Dr. Can Öztaş is a retired Turkish diplomat and jurist who has spent his life moving between the corridors of diplomacy and the classrooms of academia.
Almost thirty years in diplomacy taught him that patience can be a profession, precision a form of self-defence, and that policy often appears only after the stories told in its name have already taken hold. His work carried him through the usual suspects of the international circuit, New York, Geneva, Strasbourg, but the work that shaped him most unfolded in places where diplomacy meets daily reality: Lefkoşa, Sana’a, Cotonou, and Apia, among others.
He holds an LL.M. in Public International Law from King’s College London and a Ph.D. in Law from Birkbeck College, University of London. A year at Sciences Po, École de Droit, as a visiting researcher, allowed him to move between international-law seminars and the work of the Clinique Juridique. Dr. Öztaş is a Distinguished Humphrey Fellowship Alumnus and a member of the Institute for Global Law and Policy (IGLP) network at Harvard Law School. From 2012 until his retirement from the Turkish Ministry of Foreign Affairs, he also taught as a visiting lecturer at the Faculty of Law of Ankara University, guiding students through the shifting triangles of law, politics, and theory.

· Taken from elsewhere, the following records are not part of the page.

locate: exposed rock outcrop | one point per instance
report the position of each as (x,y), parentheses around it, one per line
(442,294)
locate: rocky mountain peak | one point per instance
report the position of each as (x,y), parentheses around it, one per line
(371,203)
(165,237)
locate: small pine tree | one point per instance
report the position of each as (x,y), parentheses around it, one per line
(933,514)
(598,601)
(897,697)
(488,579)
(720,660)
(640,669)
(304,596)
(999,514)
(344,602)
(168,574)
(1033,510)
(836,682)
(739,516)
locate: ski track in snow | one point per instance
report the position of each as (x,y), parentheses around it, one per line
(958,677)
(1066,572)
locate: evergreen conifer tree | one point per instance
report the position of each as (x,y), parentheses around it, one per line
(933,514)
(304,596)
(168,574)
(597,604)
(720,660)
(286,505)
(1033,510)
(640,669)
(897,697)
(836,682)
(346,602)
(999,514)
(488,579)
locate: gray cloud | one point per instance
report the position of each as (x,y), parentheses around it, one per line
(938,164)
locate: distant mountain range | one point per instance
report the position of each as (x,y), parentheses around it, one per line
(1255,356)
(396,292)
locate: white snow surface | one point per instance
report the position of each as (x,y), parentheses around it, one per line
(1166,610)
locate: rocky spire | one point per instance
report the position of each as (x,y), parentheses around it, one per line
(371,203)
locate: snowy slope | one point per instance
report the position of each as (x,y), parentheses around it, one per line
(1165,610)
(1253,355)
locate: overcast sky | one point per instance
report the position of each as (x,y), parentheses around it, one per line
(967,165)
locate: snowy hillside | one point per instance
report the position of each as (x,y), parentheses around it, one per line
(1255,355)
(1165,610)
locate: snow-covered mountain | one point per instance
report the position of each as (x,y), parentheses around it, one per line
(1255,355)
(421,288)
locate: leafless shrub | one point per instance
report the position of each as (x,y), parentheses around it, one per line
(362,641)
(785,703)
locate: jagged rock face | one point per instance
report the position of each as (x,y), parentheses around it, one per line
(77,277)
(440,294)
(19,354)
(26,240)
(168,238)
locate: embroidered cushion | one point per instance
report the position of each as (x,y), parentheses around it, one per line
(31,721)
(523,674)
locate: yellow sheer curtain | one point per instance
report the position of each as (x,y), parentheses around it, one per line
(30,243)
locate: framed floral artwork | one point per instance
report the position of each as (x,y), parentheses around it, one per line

His interests drift across Turkish foreign policy, international law, and what he has come to think of as the quiet aesthetics of resistance, an attentiveness to what the main narrative leaves unsaid. His writing has appeared in Utrecht Law Review and Global Jurist. He also keeps a reflective guest column at Turkey in Depth and contributes occasionally to the Critical Legal Thinking website.